The heat in the fake Russian apartment is muggy, oppressive. “What happens to us, then? If we kill the cage fighters, stay interesting… Are we going to leave the ship and fight down there, on Sun-Planet, with them?” I ask.

“Antags will leave ship. It is their duty,” Ulyanova says. “Hard part comes after.”

“We must not let Guru plans finish,” Vera says.

“I tell Verushka. If I do not stay Queen, ship will gather fighters from yet more moons, more worlds—also not from bugs. Ship will deliver them to Earth. Many, many of them. Soon it will prepare by growing for them new weapons, interesting weapons, evenly matched—and more ships.

“These new recruits, brought to Earth, will be told story, like what Gurus told us—and they will fight to kill humans, all humans, and then, will be set up for long war against those victorious on Sun-Planet. Not Antagonista. Those will already be dead.

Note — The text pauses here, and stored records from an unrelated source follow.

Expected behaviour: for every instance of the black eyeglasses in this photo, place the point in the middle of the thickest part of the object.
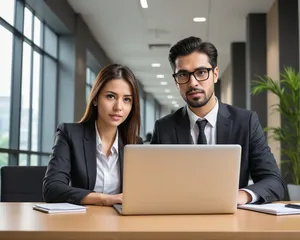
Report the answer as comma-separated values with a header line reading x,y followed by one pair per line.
x,y
200,74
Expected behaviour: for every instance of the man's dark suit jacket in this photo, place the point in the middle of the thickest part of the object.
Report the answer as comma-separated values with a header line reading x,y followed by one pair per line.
x,y
234,126
72,169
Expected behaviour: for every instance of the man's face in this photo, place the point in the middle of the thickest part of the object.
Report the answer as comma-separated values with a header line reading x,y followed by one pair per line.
x,y
196,93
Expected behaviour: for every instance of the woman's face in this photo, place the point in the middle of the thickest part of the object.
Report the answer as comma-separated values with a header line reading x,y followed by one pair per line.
x,y
114,102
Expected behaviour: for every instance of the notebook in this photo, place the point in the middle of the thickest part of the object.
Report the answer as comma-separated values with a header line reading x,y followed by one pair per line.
x,y
271,208
59,208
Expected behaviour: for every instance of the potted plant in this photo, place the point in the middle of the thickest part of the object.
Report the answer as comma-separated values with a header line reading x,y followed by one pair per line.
x,y
288,92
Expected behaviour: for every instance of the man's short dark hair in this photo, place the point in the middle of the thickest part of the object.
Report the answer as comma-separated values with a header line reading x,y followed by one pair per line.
x,y
193,44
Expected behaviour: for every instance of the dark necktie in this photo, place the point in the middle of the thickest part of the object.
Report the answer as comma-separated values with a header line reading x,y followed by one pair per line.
x,y
201,137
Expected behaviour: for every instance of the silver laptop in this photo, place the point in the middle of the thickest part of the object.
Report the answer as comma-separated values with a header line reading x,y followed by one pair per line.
x,y
180,179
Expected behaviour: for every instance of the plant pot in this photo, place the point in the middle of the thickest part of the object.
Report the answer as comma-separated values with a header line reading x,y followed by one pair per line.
x,y
294,192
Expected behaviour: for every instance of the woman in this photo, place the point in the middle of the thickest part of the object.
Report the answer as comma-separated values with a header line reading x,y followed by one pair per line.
x,y
87,161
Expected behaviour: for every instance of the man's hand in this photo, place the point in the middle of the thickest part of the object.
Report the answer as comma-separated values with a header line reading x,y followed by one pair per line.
x,y
244,197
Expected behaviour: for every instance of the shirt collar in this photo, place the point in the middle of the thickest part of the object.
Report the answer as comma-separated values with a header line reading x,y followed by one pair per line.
x,y
115,145
211,117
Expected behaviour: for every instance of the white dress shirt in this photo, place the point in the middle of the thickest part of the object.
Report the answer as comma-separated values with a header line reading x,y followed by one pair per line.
x,y
210,132
108,169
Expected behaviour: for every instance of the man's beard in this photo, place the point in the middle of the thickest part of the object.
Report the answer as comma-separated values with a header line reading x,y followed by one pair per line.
x,y
195,102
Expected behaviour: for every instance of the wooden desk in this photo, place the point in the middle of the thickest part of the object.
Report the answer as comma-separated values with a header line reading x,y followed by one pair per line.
x,y
19,221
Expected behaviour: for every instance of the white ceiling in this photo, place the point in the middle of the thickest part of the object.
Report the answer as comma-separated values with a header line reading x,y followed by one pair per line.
x,y
124,30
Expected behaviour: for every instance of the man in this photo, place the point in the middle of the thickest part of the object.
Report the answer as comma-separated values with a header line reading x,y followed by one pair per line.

“But I have my own plan. If I stay in control, if I do not make stupid move! First, we will go to Mars and Earth and gather up last of Gurus, and last of those Wait Staff and leaders who live only for Gurus. They will be brought into ship and receive promotions, live as we do. For days, they will be happy.” She points out the window at the long, hot summer of Moscow.

“Brain and ghosts will be happy. If I convince, if I am interesting, they may do what I say. I will send you off on ships that carried Gurus and traitors, and you will return to Earth. Then Guru ship will begin trip to far place, to opposite system—three hundred billion klicks. Very long leap.”

In my head, she’s helping me see that path, that grazing, high-speed journey out beyond everything we know, out to the far side of the Kuiper belt.